Sunday, August 01, 2010

Flight Of Creative Class From Cool Cities

The Great Reset has turned talent migration on its head. A new geography of winners and losers is emerging, right under the noses of experts. The leading edge of change can be found in China:

Recently, many Chinese youth have left the country's first-tier cities, such as Beijing, Shanghai and Guangzhou, after several years of hard work to pursue careers in second-tier and third-tier cities.

This new trend has been described by media as a "flight" from first-tier cities. Although the number of young workers who have chosen to leave is relatively small, this phenomenon marks a sharp reversal in the flow of talent over past years.

Ren Yuan, a professor at the Institute of Population Research under Fudan University, said the overly high livings costs and growing competitive pressure in first-tier cities have resulted in the worsening of these cities' living and working environments and a decline in young people's happiness, so it is natural for some people to flee from these cities.

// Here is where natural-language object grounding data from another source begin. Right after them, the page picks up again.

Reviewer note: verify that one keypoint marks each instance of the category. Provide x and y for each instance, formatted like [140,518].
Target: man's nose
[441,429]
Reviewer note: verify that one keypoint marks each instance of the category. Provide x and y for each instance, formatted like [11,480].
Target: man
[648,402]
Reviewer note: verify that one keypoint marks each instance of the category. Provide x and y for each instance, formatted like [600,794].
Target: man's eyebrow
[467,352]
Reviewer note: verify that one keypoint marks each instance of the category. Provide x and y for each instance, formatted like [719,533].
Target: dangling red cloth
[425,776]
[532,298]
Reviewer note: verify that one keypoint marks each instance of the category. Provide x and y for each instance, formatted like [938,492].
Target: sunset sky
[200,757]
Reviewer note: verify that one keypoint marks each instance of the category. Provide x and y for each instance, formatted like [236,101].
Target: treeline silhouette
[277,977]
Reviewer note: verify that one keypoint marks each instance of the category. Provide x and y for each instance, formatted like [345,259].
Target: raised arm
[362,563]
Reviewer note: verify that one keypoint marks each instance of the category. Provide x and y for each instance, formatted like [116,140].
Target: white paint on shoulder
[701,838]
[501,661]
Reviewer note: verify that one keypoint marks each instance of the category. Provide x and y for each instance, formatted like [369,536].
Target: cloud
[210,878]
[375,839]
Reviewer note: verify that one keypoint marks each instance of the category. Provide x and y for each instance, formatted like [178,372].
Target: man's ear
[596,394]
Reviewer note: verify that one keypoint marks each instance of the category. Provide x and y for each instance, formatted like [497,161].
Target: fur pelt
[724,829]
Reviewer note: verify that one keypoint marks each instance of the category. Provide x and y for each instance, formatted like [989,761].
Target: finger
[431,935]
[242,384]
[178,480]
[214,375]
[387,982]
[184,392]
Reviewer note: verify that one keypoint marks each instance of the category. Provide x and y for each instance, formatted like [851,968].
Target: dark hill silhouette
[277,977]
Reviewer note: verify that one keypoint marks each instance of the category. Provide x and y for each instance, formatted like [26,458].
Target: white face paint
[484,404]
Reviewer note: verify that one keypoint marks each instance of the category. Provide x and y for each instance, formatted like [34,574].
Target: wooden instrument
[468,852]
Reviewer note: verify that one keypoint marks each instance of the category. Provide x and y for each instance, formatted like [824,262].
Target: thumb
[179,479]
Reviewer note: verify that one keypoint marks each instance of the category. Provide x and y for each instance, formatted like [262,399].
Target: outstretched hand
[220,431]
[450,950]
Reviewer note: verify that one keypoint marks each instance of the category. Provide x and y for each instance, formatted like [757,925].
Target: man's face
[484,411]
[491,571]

The trend is counter to the Creative Class migration made famous by Richard Florida. During the last round of globalization, agglomeration economies acted as a good predictor of where talent moved. The costs of high density living didn't seem to deter college graduates from moving to places such as New York and San Francisco. At least, the biggest cities attracted the most brains.

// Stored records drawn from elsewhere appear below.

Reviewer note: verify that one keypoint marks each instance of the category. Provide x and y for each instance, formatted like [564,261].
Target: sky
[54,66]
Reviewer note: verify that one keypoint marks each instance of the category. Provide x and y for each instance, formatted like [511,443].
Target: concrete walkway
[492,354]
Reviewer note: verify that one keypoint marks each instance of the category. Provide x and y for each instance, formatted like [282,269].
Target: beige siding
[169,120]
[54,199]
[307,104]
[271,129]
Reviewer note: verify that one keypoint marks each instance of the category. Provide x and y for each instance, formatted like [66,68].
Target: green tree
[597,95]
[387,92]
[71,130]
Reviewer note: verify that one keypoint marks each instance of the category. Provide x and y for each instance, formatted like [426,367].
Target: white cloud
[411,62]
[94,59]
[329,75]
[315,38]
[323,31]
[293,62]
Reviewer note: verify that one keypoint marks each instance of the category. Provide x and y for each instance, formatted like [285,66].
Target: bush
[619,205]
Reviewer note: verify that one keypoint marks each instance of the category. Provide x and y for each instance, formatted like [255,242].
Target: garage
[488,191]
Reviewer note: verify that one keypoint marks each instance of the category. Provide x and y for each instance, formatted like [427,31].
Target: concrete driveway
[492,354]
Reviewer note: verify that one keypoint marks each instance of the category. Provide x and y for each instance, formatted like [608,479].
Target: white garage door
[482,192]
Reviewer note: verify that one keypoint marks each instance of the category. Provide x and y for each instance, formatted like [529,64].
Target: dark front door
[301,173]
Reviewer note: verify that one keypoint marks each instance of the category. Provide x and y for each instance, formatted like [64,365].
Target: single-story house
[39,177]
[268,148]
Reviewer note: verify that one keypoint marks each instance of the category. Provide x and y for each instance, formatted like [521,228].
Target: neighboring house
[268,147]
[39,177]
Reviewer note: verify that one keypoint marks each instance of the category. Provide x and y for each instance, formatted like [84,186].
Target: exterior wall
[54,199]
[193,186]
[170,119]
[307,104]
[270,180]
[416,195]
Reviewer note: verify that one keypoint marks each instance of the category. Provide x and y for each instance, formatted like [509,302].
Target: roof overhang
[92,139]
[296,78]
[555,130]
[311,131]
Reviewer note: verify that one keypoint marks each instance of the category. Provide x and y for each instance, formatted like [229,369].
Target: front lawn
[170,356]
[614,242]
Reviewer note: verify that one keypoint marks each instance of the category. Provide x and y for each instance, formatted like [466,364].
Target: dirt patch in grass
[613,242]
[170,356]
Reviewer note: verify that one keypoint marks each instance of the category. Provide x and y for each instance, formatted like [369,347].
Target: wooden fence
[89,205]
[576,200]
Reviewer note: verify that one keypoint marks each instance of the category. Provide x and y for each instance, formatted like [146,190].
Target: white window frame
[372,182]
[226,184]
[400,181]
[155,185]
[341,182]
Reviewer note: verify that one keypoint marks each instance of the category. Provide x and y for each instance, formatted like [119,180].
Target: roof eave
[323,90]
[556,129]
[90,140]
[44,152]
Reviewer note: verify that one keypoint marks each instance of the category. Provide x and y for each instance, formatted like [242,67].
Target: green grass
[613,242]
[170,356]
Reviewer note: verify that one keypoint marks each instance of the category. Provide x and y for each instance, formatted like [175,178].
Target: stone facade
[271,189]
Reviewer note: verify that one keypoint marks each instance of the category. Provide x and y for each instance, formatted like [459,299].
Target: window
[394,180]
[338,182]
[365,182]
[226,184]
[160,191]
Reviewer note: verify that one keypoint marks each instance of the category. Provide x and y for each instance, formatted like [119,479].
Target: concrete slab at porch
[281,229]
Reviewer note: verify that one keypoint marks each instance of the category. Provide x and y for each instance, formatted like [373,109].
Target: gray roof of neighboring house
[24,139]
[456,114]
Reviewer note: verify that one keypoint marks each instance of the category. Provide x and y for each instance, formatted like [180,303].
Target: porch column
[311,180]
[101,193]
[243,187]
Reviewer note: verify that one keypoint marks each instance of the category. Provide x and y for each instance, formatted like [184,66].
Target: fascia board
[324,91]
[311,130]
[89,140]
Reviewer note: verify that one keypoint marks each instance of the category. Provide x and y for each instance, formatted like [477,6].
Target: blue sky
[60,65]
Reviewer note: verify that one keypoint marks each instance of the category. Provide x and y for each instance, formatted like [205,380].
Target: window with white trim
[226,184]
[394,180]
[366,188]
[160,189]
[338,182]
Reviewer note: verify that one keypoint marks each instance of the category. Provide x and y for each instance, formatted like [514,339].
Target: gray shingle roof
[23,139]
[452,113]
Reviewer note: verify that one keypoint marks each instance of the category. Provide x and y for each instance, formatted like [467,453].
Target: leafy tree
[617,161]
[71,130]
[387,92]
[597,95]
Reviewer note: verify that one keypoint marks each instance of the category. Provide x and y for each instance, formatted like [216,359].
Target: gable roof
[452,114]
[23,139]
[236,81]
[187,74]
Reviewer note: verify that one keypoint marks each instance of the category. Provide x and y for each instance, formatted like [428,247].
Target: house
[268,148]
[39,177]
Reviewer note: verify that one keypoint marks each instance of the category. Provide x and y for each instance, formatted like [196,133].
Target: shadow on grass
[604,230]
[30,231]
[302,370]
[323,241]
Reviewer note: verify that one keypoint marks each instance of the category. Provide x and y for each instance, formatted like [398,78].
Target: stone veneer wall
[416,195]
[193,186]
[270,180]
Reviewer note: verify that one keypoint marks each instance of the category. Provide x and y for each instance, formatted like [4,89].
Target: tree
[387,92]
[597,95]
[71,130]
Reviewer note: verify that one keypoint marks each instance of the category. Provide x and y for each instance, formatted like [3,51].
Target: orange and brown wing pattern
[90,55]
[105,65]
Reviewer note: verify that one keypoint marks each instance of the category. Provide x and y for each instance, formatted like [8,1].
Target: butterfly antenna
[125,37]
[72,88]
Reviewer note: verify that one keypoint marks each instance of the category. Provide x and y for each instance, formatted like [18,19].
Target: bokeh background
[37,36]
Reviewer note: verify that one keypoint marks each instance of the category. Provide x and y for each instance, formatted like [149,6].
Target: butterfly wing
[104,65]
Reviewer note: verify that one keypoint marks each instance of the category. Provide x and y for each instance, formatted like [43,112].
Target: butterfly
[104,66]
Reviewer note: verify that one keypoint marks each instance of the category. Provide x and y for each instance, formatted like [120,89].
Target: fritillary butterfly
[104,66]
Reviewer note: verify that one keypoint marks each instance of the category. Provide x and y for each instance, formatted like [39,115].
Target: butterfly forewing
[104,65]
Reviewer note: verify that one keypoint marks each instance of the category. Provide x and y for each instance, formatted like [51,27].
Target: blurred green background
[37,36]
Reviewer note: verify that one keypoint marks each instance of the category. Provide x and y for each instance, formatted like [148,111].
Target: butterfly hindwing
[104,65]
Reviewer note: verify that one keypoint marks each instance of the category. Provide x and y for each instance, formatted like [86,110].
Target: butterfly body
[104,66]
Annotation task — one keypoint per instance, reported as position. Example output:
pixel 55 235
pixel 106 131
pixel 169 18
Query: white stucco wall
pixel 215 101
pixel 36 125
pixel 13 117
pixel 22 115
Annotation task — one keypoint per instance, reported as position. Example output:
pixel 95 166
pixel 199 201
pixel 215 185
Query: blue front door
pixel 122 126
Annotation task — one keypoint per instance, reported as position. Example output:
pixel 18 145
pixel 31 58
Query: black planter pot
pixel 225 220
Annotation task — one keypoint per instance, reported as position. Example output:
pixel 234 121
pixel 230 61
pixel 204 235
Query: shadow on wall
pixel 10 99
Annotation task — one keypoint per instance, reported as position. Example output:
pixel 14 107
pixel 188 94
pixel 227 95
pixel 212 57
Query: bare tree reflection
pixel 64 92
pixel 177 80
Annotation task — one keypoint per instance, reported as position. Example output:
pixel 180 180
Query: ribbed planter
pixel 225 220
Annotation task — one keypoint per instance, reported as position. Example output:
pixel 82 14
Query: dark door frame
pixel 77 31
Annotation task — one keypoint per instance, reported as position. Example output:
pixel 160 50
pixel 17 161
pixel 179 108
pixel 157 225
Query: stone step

The rise of second-tier and third-tier cities in China is not a new story. I'm still touting the David Dollar article in Newsweek, published in 2006. The passage that illuminates the economic geography:

Being near the coast is a help in China, because of access to external ideas and because coastal areas were permitted to experiment with reform first. An intriguing pattern is that governance is best in coastal cities that had very little industry when reform began in 1978. Shenzhen now has the highest per capita GDP in China. The same holds in Jiangmen, Dongguan, Suzhou--all were industrial backwaters in 1978, and responded to China's opening by creating good environments for private investment and learning from outsiders. Cities that already had industry tended to protect what they had and reform less aggressively.

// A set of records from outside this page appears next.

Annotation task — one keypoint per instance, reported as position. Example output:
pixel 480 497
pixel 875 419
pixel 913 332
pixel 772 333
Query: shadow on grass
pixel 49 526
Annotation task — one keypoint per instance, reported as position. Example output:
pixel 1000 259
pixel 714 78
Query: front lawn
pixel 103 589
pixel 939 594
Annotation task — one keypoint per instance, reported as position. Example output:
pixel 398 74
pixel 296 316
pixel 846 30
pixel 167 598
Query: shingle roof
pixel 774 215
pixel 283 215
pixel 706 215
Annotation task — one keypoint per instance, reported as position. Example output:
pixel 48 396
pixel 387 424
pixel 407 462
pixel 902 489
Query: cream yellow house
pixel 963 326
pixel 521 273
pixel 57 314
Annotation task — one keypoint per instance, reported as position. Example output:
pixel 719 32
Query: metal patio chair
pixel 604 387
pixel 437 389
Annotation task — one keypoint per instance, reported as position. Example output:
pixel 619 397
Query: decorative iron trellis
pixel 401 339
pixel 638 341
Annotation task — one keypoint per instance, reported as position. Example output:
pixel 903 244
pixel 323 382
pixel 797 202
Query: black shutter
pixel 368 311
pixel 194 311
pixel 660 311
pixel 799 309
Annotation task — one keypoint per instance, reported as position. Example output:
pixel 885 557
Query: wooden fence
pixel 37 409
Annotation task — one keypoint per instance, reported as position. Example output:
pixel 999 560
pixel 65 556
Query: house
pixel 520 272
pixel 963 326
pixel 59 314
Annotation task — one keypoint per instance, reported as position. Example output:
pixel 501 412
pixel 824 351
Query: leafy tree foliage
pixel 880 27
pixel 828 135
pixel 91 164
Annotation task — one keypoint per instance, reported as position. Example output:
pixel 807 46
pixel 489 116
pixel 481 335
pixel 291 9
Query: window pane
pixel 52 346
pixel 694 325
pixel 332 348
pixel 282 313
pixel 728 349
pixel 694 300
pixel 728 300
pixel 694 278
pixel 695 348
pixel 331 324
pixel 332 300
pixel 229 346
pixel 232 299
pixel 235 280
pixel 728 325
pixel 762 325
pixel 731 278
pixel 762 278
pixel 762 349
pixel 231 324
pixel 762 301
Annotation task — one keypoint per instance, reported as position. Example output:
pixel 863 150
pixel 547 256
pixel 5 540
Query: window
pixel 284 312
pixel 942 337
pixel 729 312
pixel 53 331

In China, labor is always on the lookout for a new urban frontier. I contend that the same is true in the United States, particularly now. There is a sense that global cities such as Chicago are stealing all the talent from the hinterland. Little attention is paid to the outmigration pathways from the urban first-tier.

As for the Cool Cities, where do people go when they leave such hot spots such as Austin? We tend to overlook outmigration when the overall population numbers look strong. We also obsess outmigration when the same data are ugly. That's a poor excuse for analysis. Regions can and should do better.